This might be my favorite soup, or rather, stew of all time (excluding my mom's infamous split pea soup). I adapted this soup from my mom's old recipe. Basically I throw a ton of vegetables in along with kidney and white cannelini beans, tomatoes, a little vino and a good parmesan rind (the key to a richer flavor). The soup tends to get more 'stewy' after a day or two when all the flavors meld, that's when you know it's really ready to eat. Can't go wrong with a good, thick pot full of flavorful winter veggies!
Ingredients
1 small yellow onion, diced
2-3 garlic cloves, minced
2-3 garlic cloves, minced
2 Tbsp extra virgin olive oil
1 15 oz can red kidney beans, drained and rinsed
1 15 oz can red kidney beans, drained and rinsed
1 15 oz can white cannelini beans, drained and rinsed
3-4 carrots, chopped
2-3 celery stalks, chopped
1-2 zucchini, chopped
1 small bunch kale or spinach *optional
2 baby red potatoes, cut into small chunks
1 28oz can whole tomatoes *(I'm a big fan of San Marzano)
16-24 oz low-sodium chicken or vegetable stock *depending on how big your pot is and how much you want to make
1 parmesan cheese rind
salt and freshly ground black pepper to taste
2 bay leaves
1/2 cup macaroni elbows
1/2 cup dry red wine or sherry
extra parmesan or pecorino romano cheese for grating
In a large stockpot, heat olive oil on medium-high, add garlic cloves and cook about 30 seconds. Add beans and mash just slightly, allow to cook about 2 minutes. Add in carrots through chicken stock and season with salt and pepper. Add in parmesan rind and bay leaves. Bring to a boil and then simmer for about 45-50 minutes. Add in macaroni and wine and allow to cook another 10-15 minutes. Remove bay leaves and parmesan rind. Serve with grated parmesan or pecorino romano.

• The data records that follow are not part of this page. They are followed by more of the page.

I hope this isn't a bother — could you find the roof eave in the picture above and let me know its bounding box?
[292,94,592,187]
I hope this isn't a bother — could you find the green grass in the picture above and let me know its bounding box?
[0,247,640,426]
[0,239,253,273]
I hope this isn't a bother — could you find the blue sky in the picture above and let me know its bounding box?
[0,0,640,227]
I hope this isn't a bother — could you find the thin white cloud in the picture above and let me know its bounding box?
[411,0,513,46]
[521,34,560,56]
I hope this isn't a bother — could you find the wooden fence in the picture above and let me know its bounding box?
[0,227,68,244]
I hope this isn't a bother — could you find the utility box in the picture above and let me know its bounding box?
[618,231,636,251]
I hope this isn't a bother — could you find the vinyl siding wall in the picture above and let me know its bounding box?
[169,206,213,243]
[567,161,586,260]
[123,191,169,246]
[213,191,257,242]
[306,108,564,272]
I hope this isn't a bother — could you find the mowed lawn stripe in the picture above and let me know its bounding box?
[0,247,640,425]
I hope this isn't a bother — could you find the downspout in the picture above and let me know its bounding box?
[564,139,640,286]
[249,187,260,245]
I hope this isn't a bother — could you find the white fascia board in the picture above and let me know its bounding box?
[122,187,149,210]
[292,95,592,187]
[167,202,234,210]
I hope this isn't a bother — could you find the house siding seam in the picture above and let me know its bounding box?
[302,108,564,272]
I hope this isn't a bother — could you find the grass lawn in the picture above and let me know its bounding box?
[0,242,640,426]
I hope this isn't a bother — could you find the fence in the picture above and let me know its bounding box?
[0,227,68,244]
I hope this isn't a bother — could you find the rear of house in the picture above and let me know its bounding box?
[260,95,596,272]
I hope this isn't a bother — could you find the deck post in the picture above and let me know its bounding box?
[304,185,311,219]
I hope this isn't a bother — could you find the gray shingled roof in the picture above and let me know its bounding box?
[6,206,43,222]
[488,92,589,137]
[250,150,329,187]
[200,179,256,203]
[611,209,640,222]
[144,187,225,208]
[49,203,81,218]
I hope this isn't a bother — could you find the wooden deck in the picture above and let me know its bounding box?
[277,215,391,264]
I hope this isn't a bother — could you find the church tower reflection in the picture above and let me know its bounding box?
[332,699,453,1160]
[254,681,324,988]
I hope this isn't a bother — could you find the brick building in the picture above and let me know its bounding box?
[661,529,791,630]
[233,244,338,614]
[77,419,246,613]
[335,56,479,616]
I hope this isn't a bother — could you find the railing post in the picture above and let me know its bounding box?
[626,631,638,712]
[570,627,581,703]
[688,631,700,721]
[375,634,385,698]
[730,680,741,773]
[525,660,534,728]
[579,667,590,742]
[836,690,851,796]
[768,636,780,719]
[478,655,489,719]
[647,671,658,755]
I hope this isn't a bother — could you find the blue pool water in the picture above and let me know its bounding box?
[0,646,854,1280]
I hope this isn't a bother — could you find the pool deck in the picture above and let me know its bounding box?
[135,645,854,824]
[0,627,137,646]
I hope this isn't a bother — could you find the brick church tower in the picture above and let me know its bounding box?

I typically make this soup with seasonal winter greens like escarole or kale, but I decided to experiment this go-round, leaving the greens out and pureeing the soup in hopes of a thick, hearty finish. It was a great call, though I'm always up for a steaming bowl of old-school escarole and white bean soup. Try toasting up a garlic crouton or two to top off the soup, I think they'd make for the perfect finisher drizzled with a little of the chili oil and some shredded pecorino romano.
Ingredients
3 Tbsp extra virgin olive oil
4 garlic cloves, minced
2 cans white cannelini beans, rinsed and drained **if you've got the time, soak dried beans overnight and use instead of the canned ones, they're generally cheaper, creamier consistency and way tastier (and soaking them first helps ward off the unwelcome flatulence that often occupanies bean-heavy dishes). The soup make take longer to cook if using dried, soaked beans. Simmer with stock, adding additional stock if needed until beans are throughly cooked and then puree.
48 oz (1.5 quarts) low-sodium chicken broth
1/4 tsp salt (extra to taste) and freshly ground black pepper to taste
1/4-1/2 tsp red chili flakes *extra for serving
1/2 cup grated parmesan cheese and extra for serving
chili-garlic oil for drizzling
In a heavy-bottomed large stockpot, heat olive oil and medium-high and saute garlic about 30 seconds. Add in beans, broth, salt, pepper, and red chili flakes. Bring to a boil and reduce to a simmer for about 45-60 minutes until beans become soft. Add parmesan cheese to soup and puree in food processor in batches. Pour back into stockpot and serve hot. Drizzle with olive oil studded with red chili flakes and a bit of minced garlic (flavored oil can be made up to a week in advance). Sprinkle with extra parmesan or pecorino romano.
2 comments:
How many servings does the white bean soup make? It looks great! Thanks for posting the recipe!
Hi there. The white bean soup makes 4-6 servings. Hope you like it!